When traveling in India I was frequently shown trees over 1,000 years old. The cubbeer-burr, near Baraach, has 350 main trunks and 3,000 small ones. It is believed to be 3,000 years old.

Near the base of Chapultepec are the stone baths of Montezuma's time, shaded by waving cypresses supposed to be over 1,000 years old.

The yew trees of England attain a great age. Those at Fountain Abbey are over 1,200 years old; there is one at Crowhurst 1,500, and one at Braburn the age of which is stated to be from 1,500 to 2,000 years.

The oak, though slow of growth yet towering in height, reaches a great age. De Canolle states that there are oaks in France 1,500 years old. The Wallace Oak, near Paisley, Scotland, still strong and stalwart, has seen full 700 years.

It has been stated, upon what has been considered good authority, that the apple-tree was in existence in 1820, from which Newton saw the apple fall in 1665.

There are two flourishing orange trees in Rome, planted by St.
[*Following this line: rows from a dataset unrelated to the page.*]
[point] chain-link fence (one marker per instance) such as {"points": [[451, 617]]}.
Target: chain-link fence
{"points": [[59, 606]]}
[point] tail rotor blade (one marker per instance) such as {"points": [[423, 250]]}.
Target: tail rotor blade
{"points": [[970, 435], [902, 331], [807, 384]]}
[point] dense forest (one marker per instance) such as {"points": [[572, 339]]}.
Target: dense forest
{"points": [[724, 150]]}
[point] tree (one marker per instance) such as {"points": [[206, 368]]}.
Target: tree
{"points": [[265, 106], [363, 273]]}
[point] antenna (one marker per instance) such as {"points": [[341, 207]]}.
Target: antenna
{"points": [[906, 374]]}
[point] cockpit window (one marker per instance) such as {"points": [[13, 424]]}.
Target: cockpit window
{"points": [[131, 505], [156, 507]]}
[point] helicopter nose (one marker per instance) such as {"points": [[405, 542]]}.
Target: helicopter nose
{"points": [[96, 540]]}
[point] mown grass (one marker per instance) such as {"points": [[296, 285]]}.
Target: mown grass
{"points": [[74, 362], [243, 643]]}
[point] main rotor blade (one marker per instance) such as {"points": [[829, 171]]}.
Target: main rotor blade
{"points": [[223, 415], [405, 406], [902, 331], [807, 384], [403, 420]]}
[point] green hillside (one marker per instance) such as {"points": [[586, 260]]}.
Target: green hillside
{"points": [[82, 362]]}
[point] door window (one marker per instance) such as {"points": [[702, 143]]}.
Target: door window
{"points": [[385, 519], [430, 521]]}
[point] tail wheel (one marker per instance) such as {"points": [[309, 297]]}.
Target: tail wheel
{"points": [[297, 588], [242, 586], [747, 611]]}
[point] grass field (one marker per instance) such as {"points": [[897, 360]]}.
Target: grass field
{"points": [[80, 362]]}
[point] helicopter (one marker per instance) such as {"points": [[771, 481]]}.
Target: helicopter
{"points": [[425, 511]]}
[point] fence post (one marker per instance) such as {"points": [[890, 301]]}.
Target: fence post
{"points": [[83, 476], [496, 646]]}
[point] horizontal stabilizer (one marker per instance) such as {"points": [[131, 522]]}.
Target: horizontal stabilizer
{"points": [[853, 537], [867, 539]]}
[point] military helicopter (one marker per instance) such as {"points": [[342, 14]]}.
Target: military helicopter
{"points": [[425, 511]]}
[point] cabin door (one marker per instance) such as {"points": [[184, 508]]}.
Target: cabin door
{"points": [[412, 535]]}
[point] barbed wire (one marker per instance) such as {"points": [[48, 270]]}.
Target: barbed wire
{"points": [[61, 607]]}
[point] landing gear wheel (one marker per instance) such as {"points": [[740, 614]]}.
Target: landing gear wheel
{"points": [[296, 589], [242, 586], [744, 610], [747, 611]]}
Dominick and Thomas Aquinos; the one 500, the other nearly 600 years of age.

When visiting Jerusalem and other portions of Palestine a few years since, I saw many ancient cedars and evergreens. The scraggy olive trees in the Garden of Gethsemane are considered to be over 1,000 years old. The terebinth trees of the Bible, now very scarce in Syria, lived full 2,000 years.

Those who have counted the rings of the California big trees pronounce some of them as old or older than the Christian era.